Suite de l’histoire des Turcs et des Grecs, jusqu’à la prise
de Constantinople.

Constantinople fut un temps hors de danger parla victoire de Tamerlan ; mais les successeurs de Bajazet rétablirent bientôt leur empire. Le fort des conquêtes de Tamerlan était dans la Perse, dans la Syrie et aux Indes, dans l’Arménie et vers la Russie. Les Turcs reprirent l’Asie Mineure, et conservèrent tout ce qu’ils avaient en Europe ; il fallait alors qu’il y eût plus de correspondance et moins d’aversion qu’aujourd’hui entre les musulmans et les chrétiens. Cantacuzène n’avait fait nulle difficulté de donner sa fille en mariage à Orcan, et Amurat II, petit-fils de Bajazet et fils de Mahomet Ier, n’en fit aucune d’épouser la fille d’un despote de Servie, nommée Irène.

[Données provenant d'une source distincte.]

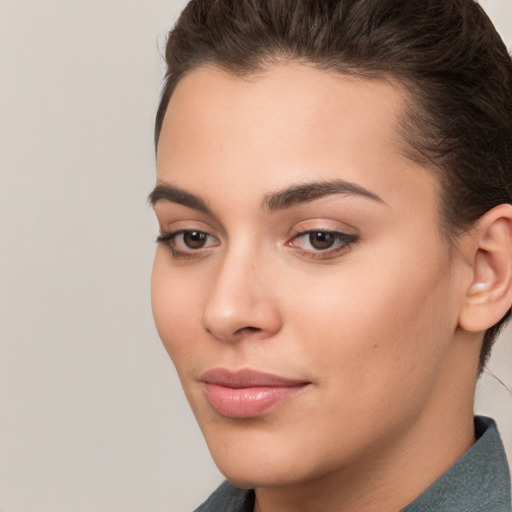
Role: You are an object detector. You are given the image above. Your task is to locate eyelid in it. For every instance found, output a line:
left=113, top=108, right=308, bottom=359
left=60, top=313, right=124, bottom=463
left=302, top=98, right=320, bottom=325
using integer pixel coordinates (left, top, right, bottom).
left=286, top=220, right=360, bottom=260
left=156, top=227, right=220, bottom=259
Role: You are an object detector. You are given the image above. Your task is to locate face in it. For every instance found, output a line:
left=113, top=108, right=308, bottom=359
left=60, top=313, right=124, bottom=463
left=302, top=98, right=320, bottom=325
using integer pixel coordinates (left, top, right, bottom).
left=152, top=63, right=468, bottom=487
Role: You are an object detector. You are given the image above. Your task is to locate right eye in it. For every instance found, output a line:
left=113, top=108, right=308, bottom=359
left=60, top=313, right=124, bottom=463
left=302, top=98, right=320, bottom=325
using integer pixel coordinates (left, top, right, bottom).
left=156, top=229, right=219, bottom=258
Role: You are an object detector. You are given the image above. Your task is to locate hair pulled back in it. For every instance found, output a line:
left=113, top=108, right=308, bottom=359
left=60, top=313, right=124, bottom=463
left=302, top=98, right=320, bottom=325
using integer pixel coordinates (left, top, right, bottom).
left=155, top=0, right=512, bottom=368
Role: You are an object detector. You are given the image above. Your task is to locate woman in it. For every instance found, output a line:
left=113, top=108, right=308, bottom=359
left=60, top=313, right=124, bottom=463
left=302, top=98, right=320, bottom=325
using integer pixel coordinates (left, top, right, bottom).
left=150, top=0, right=512, bottom=512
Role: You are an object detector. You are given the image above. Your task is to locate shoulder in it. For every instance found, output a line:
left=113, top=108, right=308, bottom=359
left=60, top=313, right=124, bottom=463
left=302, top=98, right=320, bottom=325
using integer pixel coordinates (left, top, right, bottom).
left=194, top=481, right=254, bottom=512
left=403, top=417, right=511, bottom=512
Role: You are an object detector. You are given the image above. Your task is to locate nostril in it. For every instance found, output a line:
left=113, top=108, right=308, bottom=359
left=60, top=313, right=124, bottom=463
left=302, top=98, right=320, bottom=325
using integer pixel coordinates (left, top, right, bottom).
left=236, top=326, right=261, bottom=334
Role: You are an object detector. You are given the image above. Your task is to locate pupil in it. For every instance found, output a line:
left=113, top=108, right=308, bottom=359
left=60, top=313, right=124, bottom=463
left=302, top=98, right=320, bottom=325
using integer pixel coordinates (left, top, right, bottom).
left=309, top=231, right=335, bottom=249
left=183, top=231, right=206, bottom=249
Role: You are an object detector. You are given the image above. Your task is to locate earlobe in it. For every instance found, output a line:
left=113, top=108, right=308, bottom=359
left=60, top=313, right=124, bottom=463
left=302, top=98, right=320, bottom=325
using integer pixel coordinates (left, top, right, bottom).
left=459, top=204, right=512, bottom=332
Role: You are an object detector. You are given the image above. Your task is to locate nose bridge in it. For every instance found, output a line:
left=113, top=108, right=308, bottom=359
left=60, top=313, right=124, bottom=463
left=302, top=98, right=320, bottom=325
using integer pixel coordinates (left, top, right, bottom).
left=203, top=239, right=279, bottom=341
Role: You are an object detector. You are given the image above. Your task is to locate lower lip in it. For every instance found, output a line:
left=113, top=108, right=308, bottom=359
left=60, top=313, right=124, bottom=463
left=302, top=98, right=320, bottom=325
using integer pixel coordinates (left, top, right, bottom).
left=205, top=383, right=307, bottom=418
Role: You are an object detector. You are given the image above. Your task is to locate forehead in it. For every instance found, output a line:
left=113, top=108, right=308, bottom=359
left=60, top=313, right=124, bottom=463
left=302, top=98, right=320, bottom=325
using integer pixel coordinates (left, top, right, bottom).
left=157, top=62, right=433, bottom=216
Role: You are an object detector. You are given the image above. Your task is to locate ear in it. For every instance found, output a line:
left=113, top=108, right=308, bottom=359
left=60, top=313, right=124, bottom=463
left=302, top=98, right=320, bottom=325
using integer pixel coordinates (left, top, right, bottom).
left=459, top=204, right=512, bottom=332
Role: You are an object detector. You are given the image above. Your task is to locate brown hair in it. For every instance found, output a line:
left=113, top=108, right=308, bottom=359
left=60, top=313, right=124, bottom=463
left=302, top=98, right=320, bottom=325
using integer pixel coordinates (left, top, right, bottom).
left=155, top=0, right=512, bottom=368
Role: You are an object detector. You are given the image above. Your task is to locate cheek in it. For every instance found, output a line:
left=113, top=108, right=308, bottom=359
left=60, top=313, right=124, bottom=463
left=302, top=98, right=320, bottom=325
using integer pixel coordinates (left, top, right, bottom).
left=287, top=242, right=457, bottom=405
left=151, top=251, right=202, bottom=364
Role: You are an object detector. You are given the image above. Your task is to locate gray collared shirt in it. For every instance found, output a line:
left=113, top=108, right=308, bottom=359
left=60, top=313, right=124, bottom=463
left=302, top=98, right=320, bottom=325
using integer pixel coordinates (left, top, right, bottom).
left=194, top=417, right=512, bottom=512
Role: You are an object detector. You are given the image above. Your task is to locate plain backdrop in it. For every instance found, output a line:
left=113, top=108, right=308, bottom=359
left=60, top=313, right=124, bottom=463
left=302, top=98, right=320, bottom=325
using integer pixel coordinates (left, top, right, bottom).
left=0, top=0, right=512, bottom=512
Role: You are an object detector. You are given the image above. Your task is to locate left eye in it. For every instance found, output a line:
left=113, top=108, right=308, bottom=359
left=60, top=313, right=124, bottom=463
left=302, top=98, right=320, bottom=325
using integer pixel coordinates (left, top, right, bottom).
left=290, top=230, right=357, bottom=252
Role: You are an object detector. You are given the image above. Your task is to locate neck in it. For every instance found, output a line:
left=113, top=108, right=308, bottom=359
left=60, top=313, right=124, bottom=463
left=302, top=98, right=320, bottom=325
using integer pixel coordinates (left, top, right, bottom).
left=254, top=336, right=476, bottom=512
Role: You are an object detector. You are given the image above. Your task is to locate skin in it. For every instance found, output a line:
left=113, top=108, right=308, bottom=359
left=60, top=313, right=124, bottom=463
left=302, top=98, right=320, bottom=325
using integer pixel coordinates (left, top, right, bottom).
left=152, top=62, right=510, bottom=512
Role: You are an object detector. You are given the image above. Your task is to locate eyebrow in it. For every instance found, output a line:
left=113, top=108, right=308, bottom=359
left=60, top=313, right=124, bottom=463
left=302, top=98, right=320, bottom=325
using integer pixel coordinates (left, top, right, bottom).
left=263, top=179, right=385, bottom=213
left=148, top=183, right=212, bottom=215
left=148, top=179, right=386, bottom=215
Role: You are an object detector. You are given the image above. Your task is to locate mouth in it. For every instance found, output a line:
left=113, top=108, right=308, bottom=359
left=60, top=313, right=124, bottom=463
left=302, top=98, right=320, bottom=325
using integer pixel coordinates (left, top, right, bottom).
left=201, top=368, right=311, bottom=418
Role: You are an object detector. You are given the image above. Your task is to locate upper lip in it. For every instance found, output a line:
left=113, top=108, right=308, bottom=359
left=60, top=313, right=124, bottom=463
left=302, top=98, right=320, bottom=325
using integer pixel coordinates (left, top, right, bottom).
left=201, top=368, right=308, bottom=389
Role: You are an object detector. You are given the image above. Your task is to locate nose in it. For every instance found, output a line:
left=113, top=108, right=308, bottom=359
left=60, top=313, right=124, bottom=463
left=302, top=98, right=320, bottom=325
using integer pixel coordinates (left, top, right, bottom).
left=202, top=249, right=281, bottom=342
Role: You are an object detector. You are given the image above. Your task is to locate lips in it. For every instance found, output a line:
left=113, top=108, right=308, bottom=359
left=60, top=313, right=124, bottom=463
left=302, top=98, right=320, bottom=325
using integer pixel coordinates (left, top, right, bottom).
left=201, top=368, right=310, bottom=418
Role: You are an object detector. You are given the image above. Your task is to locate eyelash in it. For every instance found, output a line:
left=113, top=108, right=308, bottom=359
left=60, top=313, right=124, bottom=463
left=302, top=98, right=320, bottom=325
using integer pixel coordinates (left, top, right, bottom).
left=287, top=229, right=359, bottom=260
left=156, top=229, right=359, bottom=260
left=156, top=229, right=220, bottom=259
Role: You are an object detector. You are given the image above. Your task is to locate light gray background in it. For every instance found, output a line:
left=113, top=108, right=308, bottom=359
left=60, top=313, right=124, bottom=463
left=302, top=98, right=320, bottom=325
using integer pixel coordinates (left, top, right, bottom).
left=0, top=0, right=512, bottom=512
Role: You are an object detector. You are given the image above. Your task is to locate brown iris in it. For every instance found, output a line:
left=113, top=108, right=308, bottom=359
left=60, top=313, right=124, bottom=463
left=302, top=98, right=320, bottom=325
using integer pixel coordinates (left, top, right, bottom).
left=183, top=231, right=208, bottom=249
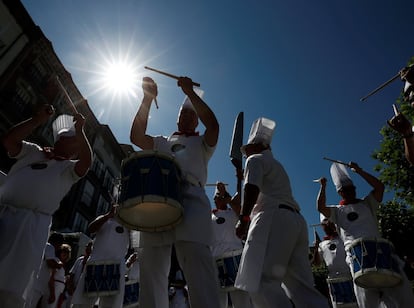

Amurat II était un de ces princes turcs qui contribuèrent à la grandeur ottomane ; mais il était très-détrompé du faste de cette grandeur qu’il accroissait par ses armes ; il n’avait d’autre but que la retraite. C’était une chose assez rare qu’un philosophe turc qui abdiquait la couronne. Il la résigna deux fois, et deux fois les instances de ses bachas et de ses janissaires l’engagèrent à la reprendre.

Jean II Paléologue allait à Rome et au concile, que nous avons vu[1] assemblé par Eugène IV à Florence ; il y disputait sur la procession du Saint-Esprit, tandis que les Vénitiens, déjà maîtres d’une partie de la Grèce, achetaient Thessalonique, et que son empire était presque tout partagé entre les chrétiens et les musulmans. Amurat cependant prenait cette même Thessalonique à peine vendue. Les Vénitiens avaient cru mettre en sûreté ce territoire, et défendre la Grèce par une muraille de huit mille pas de long, selon cet ancien usage que les Romains eux-mêmes avaient pratiqué au nord de l’Angleterre : c’est une défense contre des incursions de peuples encore sauvages ; ce n’en fut pas une contre la milice victorieuse des Turcs ; ils détruisirent la muraille, et poussèrent leurs irruptions de tous côtés dans la Grèce, dans la Dalmatie, dans la Hongrie.

Les peuples de Hongrie s’étaient donnés au jeune Ladislas IV, roi de Pologne (1444). Amurat II ayant fait quelques années la guerre en Hongrie, dans la Thrace et dans tous les pays voisins, avec des succès divers, conclut la paix la plus solennelle que les chrétiens et les musulmans eussent jamais contractée : Amurat et Ladislas la jurèrent tous deux solennellement, l’un sur l’Alcoran, et l’autre sur l’Évangile. Le Turc promettait de ne pas avancer plus loin ses conquêtes ; il en rendit même quelques-unes : on régla les limites des possessions ottomanes, de la Hongrie et de Venise.

[2] Le cardinal Julien Cesarini, légat du pape en Allemagne, homme fameux par ses poursuites contre les partisans de Jean Hus, par le concile de Bâle auquel il avait d’abord présidé, par la croisade qu’il prêchait contre les Turcs, fut alors, par un zèle trop aveugle, la cause de l’opprobre et du malheur des chrétiens.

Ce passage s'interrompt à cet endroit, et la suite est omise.